Then, as he drew level with the last pair of pillars, a statue high as the Chamber itself loomed into view, standing against the back wall.

Harry had to crane his neck to look up into the giant face above; it was ancient and monkeyish, with a long, thin beard that fell almost to the bottom of the wizard’s sweeping stone robes, where two enormous gray feet stood on the smooth Chamber floor. And between the feet, facedown, lay a small, black-robed figure with flaming-red hair.

“Ginny!” Harry muttered, sprinting to her and dropping to his knees. “Ginny—don’t be dead—please don’t be dead—” He flung his wand aside, grabbing Ginny’s shoulders, and turned her over. Her face was white as marble, and as cold, yet her eyes were closed, so she wasn’t Petrified. But then she must be…
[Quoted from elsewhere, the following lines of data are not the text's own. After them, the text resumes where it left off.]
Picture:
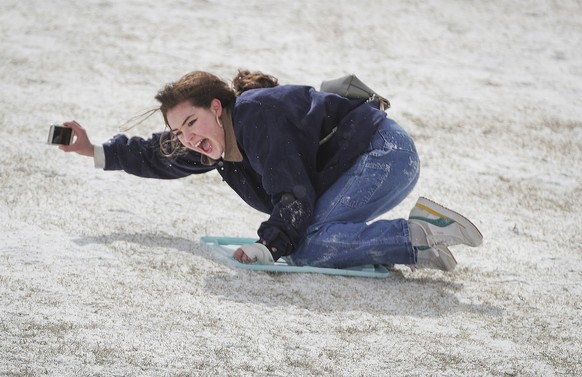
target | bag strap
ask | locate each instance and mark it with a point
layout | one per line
(351, 87)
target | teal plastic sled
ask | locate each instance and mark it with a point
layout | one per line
(225, 246)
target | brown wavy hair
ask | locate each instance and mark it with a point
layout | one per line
(199, 89)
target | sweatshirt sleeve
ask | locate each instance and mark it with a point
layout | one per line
(142, 157)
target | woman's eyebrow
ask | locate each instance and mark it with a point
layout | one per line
(183, 123)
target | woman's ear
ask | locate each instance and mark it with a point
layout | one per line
(216, 107)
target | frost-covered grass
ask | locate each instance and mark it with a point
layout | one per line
(101, 272)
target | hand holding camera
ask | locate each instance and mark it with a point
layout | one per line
(71, 137)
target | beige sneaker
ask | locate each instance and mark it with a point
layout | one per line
(444, 227)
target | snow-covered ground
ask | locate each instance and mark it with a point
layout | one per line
(101, 273)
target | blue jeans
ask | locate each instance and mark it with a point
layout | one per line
(340, 235)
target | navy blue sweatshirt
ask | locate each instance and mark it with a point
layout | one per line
(295, 142)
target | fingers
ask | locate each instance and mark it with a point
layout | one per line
(81, 144)
(240, 256)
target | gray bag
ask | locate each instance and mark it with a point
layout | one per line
(351, 87)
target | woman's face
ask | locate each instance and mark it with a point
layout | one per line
(198, 128)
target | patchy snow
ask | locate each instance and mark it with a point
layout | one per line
(101, 273)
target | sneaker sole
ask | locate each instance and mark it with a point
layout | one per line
(469, 230)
“Ginny, please wake up,” Harry said desperately, shaking her. Ginny’s head lolled hopelessly from side to side.

“She won’t wake,” said a soft voice.

Harry jumped and spun around on his knees. 

A tall, black-haired boy was leaning against the nearest pillar, watching. He was strangely blurred around the edges, as though Harry were looking at him through a misted window. But there was no mistaking him—this was who Harry had seen in the diary.

“Tom—Tom Riddle?”

Riddle nodded, not taking his eyes off Harry’s face.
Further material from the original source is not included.